ワーキングプアの「ふたつの格差」
投稿日:2008年7月6日
物価上昇に合わせて、またワーキングプア問題が脚光を浴びてきました。
働いていながら、生活保護以下の給料しかもらえないという「働く貧困層」をどう救うかという問題です。
問題とされるのは、同じような仕事をしながら、正社員との年収格差が大きいということです。
社会的に、同一労働同一賃金という公平さが求められています。
一方、労働力のグローバル化で、単純労働の賃金単価は低くなる傾向があります。
世界の賃金相場は、時給100円と言われており、先進国の賃金は低下しつつあり、途上国の賃金は上昇しています。
究極的には、世界的な同一労働同一賃金へとなっていきます。
つまり、ワーキングプアには、ふたつの格差があります。
日本人の正社員と比べた場合の格差 (ワーキングプアは年収が低い)
世界の単純労働者と比べた場合の格差 (ワーキングプアは年収が高い)
資本主義社会では、格差は常に縮小していきます。
賃金格差も同様です。
同じ仕事をしてくれるなら、賃金の安い人を、少し賃金を上げて雇用したいと経営者は考えるからです。

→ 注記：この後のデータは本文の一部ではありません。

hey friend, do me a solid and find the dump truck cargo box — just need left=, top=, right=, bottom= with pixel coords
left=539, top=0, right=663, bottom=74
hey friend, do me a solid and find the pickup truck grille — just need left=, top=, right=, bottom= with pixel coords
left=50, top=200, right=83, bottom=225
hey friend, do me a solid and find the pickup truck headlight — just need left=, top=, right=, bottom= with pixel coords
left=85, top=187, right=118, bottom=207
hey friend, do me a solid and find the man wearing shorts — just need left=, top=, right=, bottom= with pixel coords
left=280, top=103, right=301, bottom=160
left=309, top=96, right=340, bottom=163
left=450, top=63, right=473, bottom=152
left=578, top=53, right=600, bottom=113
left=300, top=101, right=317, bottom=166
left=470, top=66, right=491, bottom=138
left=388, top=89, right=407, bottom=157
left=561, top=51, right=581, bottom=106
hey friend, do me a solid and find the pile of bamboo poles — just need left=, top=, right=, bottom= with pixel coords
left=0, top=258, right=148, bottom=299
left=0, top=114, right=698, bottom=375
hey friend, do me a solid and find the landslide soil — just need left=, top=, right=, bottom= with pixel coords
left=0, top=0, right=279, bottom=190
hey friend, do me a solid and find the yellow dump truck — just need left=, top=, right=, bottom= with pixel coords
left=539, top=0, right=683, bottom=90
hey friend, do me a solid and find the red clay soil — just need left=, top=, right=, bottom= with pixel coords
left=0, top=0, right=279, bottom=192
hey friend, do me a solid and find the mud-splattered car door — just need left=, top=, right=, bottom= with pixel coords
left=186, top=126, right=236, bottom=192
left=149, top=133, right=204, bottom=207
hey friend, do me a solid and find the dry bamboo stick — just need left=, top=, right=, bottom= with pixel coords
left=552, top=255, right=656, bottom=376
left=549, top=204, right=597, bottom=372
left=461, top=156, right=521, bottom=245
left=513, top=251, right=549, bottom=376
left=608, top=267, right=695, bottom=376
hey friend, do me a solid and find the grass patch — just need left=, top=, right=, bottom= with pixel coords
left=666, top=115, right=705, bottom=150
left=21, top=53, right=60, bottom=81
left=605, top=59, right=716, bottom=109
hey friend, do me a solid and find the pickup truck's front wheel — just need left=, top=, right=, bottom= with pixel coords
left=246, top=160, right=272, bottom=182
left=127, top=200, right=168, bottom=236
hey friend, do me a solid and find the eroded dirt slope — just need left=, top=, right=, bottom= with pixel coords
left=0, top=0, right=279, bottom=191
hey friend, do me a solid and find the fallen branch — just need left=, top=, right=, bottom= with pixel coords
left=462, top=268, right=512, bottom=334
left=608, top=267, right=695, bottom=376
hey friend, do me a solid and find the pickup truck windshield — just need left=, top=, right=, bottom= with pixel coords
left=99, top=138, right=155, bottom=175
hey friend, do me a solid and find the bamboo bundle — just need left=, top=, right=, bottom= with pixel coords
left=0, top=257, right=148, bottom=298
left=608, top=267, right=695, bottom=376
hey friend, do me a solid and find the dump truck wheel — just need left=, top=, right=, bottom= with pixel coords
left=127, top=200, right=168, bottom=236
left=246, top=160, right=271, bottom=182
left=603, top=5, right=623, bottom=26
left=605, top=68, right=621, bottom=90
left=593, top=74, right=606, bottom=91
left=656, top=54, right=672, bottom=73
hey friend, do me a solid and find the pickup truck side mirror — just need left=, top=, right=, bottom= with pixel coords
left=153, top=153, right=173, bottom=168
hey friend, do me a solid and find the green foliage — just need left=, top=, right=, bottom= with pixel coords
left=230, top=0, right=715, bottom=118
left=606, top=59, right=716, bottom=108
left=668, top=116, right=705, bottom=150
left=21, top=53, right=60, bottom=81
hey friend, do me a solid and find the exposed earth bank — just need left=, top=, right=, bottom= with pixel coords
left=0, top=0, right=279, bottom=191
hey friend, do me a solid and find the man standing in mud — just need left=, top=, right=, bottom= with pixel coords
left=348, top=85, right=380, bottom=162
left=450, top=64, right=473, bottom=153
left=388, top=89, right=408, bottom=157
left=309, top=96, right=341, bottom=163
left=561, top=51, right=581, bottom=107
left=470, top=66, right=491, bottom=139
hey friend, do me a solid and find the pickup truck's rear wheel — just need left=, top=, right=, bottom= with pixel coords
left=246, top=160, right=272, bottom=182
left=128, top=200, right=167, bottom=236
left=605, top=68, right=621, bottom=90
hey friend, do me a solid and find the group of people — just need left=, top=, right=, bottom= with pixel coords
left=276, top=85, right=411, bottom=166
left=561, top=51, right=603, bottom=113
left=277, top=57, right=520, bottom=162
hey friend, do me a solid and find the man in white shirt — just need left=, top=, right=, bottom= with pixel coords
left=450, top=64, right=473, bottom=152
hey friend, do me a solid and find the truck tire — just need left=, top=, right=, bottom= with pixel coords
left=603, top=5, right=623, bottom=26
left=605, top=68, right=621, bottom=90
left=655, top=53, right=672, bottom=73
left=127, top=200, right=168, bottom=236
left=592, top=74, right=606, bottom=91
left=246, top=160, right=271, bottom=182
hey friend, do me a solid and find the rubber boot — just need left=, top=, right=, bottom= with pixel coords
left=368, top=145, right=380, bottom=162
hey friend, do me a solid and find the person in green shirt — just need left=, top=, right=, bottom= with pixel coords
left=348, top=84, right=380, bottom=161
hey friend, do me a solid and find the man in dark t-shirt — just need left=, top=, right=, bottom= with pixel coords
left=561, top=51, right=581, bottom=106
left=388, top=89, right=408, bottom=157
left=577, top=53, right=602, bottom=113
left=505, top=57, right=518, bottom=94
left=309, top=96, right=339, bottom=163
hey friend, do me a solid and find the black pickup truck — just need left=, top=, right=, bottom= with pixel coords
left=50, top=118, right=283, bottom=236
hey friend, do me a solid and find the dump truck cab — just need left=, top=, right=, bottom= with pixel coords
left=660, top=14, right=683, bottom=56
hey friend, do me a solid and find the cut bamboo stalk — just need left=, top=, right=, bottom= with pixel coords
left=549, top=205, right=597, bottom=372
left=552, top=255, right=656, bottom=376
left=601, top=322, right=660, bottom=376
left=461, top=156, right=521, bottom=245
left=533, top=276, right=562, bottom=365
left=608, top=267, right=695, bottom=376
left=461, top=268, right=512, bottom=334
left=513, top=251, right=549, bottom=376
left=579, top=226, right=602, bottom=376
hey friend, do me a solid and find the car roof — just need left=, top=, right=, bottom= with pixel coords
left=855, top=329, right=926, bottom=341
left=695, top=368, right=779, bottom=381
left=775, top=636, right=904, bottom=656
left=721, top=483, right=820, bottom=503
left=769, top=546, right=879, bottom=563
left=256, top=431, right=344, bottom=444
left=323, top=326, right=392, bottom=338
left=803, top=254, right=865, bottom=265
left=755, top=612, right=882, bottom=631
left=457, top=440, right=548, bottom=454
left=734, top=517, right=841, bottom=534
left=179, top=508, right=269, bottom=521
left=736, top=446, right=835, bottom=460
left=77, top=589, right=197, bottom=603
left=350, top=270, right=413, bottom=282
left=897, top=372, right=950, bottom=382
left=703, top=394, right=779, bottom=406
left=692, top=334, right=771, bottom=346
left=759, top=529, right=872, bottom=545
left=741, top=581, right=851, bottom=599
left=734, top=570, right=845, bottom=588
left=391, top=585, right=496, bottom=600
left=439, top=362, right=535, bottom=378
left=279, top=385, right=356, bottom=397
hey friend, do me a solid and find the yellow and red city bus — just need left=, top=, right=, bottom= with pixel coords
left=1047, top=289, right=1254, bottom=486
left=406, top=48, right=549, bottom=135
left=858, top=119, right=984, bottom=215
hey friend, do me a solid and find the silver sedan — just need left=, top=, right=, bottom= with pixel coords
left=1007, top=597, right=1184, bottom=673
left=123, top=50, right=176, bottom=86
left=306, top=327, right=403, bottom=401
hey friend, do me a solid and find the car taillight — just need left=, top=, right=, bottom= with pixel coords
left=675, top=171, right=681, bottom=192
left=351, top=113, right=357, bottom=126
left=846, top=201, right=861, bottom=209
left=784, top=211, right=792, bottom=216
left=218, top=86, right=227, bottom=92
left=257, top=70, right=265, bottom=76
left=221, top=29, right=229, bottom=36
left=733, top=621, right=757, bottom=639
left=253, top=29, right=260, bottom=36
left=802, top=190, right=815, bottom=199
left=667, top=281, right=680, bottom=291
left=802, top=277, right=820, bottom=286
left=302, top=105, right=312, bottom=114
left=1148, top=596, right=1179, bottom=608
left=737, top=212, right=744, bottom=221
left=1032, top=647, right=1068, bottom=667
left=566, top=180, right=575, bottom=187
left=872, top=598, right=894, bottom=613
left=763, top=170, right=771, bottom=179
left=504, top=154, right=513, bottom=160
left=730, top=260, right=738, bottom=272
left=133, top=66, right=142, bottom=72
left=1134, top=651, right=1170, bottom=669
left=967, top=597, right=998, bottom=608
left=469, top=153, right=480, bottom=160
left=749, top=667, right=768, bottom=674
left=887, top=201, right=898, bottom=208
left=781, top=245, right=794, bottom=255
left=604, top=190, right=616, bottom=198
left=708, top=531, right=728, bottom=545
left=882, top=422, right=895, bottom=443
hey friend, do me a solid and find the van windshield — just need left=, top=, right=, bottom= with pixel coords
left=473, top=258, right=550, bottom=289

なぜ、ワーキングプアは、正社員との格差が開いていっていると感じるのか?
日本のなかでの格差しか見ていないからです。
ワーキングプアの年収は、世界の単純労働者との格差解消の圧力で、年収低下へと引っ張られているのです。
つまり、世界的な格差解消のために、単純労働の賃金が低下している結果、
正社員との格差が開いたように感じるのです。
日本のなかの格差解消圧力よりも、世界の格差解消圧力のほうが大きく、
そして、その圧力の差は、どんどん大きくなるでしょう。
(高い) 日本の正社員
↑
日本のワーキングプア
↓↓
(低い) 世界の単純労働者
日本の労働者が豊かさを享受しつづけるためには、「同一労働」ではいけません。
単純労働の賃金単価は、どんどん下がっていきます。
誰でもできる仕事から、自分にしか出来ない仕事へとシフトチェンジしていく。
それを、社会と企業がサポートしていく。
そんな社会を作りたいものです。